By JASON GREENE | Pitchfork
When my wife had been in labor for 16 hours, I played her John Prine’s “Everything Is Cool.” She’d begun gasping instead of breathing, climbing into the tub to gather herself. As Prine’s fingerpicking rang out from a tiny speaker, she closed her eyes and smiled.
The song is simple, like all Prine songs, a folk lament with a deliberate pace ideal for slow breathing. Over three chords, the singer-songwriter pines for a loved one who has traveled beyond reach—“Across the sea to an island where the bridges brightly burn/So far away from my land/The valley of the unconcerned.” The valley of the unconcerned—that felt like where our daughter was at that moment. We were stuck somewhere else, whatever you would call such a place: the cul-de-sac of the flustered. Together, we beckoned her: join us. The song looped, my wife’s labor progressed, and our daughter slowly moved closer. The midwife and nurses gathered around my wife, and she started pushing. Everything is cool. Everything’s OK.

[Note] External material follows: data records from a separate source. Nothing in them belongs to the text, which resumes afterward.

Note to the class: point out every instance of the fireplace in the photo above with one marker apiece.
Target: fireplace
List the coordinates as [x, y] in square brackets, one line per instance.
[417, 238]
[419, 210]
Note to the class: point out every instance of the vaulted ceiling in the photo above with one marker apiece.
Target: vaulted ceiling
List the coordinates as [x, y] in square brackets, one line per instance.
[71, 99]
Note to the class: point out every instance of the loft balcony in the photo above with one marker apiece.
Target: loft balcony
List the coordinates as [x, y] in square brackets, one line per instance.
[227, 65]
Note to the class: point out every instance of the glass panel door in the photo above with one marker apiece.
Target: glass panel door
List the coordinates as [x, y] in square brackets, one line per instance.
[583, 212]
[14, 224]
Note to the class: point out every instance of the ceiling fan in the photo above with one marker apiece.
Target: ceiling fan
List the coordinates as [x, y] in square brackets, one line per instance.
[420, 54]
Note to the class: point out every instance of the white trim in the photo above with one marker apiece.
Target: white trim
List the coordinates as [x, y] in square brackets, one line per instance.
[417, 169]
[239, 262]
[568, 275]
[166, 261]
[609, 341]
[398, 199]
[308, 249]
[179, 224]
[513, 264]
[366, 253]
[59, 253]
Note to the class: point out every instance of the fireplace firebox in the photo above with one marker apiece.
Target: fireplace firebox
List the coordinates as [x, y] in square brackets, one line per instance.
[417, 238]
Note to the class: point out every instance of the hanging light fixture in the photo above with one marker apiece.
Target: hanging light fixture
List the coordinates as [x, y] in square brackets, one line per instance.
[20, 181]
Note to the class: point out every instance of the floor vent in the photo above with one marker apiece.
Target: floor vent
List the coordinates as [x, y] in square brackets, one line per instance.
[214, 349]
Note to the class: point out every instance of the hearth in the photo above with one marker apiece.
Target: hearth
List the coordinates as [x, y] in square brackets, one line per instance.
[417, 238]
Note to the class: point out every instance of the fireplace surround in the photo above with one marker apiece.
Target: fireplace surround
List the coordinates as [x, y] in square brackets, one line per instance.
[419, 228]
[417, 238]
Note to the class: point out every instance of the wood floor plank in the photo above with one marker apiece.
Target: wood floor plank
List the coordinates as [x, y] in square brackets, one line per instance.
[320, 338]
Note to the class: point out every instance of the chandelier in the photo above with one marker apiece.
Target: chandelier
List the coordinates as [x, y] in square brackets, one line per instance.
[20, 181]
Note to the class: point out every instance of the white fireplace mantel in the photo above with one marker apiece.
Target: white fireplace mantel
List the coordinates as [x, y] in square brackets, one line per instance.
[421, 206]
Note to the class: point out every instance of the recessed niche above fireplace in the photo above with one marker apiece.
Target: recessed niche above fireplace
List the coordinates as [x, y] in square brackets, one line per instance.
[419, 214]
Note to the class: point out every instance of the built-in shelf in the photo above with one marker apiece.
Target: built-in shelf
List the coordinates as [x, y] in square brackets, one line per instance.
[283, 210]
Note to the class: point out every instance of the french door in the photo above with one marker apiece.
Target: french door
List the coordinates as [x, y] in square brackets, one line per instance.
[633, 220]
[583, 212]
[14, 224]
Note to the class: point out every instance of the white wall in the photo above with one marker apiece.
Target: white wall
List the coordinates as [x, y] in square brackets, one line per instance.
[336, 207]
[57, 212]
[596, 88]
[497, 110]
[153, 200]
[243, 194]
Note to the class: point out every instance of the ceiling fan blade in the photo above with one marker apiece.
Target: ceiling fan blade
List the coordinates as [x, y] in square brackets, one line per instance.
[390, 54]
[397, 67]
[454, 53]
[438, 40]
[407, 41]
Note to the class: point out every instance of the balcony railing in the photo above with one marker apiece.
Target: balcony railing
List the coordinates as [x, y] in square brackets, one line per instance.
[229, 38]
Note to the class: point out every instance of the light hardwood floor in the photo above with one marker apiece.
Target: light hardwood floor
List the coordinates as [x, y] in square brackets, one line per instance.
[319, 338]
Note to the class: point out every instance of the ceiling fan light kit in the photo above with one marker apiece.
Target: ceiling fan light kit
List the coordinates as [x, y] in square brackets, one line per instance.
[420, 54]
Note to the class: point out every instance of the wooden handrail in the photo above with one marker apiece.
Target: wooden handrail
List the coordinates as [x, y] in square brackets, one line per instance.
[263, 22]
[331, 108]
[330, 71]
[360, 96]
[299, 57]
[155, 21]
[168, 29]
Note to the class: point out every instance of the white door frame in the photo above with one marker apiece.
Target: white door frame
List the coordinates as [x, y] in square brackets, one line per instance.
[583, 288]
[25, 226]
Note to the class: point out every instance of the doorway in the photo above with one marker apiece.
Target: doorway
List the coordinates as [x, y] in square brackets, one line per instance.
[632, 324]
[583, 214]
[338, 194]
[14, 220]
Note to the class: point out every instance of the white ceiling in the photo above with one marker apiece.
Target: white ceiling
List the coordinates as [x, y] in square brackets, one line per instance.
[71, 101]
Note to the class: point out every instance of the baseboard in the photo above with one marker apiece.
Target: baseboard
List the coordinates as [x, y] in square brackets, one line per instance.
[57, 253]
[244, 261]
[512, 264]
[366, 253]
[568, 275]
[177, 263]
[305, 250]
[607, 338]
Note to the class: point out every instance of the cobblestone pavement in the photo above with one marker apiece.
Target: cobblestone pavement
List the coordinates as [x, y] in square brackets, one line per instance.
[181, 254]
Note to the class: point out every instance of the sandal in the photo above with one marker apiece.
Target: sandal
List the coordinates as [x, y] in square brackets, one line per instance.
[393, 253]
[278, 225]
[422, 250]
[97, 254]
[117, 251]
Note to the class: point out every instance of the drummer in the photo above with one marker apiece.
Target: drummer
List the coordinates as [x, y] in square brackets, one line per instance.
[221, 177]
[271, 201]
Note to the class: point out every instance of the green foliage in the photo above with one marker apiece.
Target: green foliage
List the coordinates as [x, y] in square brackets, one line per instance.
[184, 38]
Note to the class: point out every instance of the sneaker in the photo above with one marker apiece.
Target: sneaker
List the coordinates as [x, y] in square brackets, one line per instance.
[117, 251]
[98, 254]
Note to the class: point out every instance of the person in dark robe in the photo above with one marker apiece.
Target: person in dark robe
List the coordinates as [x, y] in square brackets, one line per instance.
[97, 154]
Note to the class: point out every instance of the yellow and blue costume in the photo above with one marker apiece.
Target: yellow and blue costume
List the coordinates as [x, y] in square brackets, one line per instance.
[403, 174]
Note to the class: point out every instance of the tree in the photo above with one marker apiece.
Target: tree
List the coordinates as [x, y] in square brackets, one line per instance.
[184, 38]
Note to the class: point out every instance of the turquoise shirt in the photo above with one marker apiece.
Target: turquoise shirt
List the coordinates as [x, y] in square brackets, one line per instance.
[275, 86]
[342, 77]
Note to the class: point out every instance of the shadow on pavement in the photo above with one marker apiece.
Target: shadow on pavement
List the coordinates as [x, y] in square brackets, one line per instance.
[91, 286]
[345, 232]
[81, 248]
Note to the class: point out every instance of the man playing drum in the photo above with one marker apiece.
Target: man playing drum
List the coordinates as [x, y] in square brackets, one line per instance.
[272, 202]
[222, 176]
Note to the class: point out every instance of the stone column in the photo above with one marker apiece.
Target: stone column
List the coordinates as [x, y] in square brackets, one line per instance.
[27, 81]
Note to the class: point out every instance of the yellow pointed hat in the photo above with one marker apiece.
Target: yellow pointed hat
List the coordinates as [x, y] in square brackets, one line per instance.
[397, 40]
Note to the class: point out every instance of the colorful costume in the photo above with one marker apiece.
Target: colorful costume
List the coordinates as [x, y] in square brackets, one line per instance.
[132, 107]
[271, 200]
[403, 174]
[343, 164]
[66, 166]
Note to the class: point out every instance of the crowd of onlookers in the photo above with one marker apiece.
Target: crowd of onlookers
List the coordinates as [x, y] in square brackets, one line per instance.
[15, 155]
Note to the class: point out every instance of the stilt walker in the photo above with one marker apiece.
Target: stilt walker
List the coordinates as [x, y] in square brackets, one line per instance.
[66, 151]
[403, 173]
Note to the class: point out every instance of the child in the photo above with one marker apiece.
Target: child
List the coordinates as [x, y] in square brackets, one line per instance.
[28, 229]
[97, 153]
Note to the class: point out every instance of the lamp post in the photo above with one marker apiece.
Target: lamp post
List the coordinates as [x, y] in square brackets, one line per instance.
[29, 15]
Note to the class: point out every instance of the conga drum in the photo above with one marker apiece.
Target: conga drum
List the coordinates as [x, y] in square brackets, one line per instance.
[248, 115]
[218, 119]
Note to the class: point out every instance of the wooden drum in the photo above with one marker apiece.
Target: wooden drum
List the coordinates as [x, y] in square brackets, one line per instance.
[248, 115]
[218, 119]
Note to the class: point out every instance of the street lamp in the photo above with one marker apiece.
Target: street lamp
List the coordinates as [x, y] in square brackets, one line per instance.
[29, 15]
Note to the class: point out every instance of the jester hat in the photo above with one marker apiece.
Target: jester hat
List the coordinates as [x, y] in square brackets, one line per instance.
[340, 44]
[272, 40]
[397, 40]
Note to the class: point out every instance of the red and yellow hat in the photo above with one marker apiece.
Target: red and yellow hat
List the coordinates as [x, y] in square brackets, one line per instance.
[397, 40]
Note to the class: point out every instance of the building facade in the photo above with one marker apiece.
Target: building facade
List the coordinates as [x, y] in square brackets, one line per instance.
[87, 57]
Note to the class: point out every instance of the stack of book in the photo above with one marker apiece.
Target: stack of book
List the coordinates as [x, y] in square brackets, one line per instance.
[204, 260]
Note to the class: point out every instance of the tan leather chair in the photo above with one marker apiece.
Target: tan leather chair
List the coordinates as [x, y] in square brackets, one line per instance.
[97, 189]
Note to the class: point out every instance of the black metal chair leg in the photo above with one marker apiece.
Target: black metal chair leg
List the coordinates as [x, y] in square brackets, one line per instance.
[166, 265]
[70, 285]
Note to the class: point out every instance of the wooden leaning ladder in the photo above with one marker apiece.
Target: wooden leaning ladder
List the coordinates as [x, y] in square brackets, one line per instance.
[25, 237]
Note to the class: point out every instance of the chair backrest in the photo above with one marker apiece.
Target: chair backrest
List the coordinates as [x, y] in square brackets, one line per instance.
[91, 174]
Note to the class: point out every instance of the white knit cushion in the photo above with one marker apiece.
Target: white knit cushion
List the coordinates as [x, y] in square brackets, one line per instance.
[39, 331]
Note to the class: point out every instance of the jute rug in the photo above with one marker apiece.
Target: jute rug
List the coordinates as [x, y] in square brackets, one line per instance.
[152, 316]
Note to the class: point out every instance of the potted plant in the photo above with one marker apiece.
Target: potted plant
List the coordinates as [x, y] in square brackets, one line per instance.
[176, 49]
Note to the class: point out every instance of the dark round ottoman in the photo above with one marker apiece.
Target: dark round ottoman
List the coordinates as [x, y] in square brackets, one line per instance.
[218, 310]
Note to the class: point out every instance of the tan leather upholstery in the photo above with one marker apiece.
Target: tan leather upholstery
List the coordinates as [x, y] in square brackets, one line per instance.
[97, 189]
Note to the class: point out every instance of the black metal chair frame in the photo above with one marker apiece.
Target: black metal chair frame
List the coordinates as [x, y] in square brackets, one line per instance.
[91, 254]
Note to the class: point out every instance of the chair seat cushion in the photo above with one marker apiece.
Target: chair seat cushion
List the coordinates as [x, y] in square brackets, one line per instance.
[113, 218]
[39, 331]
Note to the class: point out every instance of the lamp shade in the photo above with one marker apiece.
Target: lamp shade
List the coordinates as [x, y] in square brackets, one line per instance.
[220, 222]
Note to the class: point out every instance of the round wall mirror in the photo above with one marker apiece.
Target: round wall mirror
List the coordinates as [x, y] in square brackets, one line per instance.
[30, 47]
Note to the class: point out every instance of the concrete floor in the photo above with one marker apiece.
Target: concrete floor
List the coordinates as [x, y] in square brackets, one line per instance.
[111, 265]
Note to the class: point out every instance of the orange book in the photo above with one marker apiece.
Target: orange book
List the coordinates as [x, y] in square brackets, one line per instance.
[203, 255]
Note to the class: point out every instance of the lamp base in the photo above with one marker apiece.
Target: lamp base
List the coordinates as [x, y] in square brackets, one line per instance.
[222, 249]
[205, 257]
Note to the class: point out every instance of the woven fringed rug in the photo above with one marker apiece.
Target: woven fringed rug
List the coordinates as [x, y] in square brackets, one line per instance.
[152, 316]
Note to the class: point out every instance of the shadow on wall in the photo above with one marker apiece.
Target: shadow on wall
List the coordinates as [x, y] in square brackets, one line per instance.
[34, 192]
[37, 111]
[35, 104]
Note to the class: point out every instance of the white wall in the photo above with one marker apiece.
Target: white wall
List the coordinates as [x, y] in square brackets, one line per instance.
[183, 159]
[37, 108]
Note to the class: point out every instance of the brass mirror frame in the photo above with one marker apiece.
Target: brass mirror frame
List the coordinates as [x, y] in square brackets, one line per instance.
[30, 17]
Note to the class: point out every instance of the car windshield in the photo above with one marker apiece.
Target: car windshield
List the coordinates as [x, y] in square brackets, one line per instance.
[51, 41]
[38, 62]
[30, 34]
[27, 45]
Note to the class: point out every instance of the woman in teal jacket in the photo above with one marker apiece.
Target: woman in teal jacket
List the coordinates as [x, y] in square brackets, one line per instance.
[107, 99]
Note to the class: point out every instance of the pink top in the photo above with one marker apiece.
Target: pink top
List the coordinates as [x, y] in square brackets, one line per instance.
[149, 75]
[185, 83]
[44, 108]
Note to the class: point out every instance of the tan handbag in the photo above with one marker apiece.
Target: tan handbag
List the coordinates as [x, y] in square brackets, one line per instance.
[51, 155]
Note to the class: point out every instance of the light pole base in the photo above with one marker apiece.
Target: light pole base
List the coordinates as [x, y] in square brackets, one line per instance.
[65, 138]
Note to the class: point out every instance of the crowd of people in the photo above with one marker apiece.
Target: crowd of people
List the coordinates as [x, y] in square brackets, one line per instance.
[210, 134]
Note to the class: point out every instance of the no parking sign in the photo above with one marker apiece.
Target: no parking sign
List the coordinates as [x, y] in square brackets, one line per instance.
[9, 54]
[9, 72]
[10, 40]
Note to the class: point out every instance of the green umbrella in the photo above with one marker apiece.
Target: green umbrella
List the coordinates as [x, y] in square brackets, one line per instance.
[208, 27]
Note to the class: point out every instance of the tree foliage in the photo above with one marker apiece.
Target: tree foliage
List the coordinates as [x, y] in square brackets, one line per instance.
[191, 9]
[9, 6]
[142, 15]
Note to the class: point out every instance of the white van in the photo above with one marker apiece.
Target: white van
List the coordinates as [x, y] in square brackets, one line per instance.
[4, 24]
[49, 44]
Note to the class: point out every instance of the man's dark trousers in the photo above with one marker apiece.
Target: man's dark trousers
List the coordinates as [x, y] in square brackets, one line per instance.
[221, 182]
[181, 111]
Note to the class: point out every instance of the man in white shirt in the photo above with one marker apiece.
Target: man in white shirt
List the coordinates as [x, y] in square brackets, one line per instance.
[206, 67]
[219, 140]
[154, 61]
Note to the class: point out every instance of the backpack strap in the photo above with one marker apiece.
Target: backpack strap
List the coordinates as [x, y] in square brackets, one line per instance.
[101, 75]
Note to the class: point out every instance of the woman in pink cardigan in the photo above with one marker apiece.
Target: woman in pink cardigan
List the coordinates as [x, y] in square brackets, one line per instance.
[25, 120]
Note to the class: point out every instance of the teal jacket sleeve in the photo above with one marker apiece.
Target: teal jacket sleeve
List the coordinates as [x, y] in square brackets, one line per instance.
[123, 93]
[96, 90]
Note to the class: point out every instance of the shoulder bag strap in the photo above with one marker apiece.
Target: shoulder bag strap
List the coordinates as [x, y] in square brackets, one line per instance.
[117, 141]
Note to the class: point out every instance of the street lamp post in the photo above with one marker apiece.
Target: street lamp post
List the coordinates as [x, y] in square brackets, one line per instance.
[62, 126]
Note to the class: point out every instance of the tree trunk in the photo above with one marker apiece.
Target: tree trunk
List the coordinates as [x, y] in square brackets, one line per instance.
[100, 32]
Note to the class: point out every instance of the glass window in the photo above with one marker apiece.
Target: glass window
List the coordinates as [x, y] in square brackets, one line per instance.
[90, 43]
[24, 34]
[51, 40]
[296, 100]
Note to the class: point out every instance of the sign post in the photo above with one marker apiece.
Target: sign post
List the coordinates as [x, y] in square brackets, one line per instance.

When my daughter died two years later, the song rang out again into the stricken silence at her service. This time, it felt like a hymn. The song is pierced halfway through by an image of grace and purification: “I saw a hundred thousand blackbirds just flying through the sky/And they seemed to form a teardrop/From a black-haired angel’s eye/And that tear fell all around me/And it washed my sins away.” A message from our daughter, perhaps, a dispatch from the valley of the unconcerned, to which she returned. Everything is cool here, guys, she was reassuring us. Everything’s OK.
I tell all of this to John Prine, and he listens gravely, attentively. His wife Fiona has just brought me into his Manhattan hotel suite and left us alone. “Well, since you’ve been through what you’ve been through, you deserve to know what the song is about,” he says,
his voice so gravelly it sounds broken up by radio static. “It wasn’t about death, so much as about the death of a relationship. You just met the ‘black-haired angel,’” he says, nodding in Fiona’s direction. “I met her chasing after my soon-to-be ex-wife. I had malice in my heart, as angry as I could be, like I was going to find somebody and hurt them. It wasn’t like me at all; I wanted to get rid of that feeling. And while I was running around after my ex, I ran into Fiona, and she washed my sins away. I don’t know if I ever told her that. I think she knows it though.”
I ask if it surprises him that his divorce song would be my death song, that it would speak to me so clearly of grief and grace, redemption and transfiguration. He thinks for a second, then smiles. “Well, there’s only two things,” he says. “There’s life, and there’s death. So it’s a 50/50 shot.”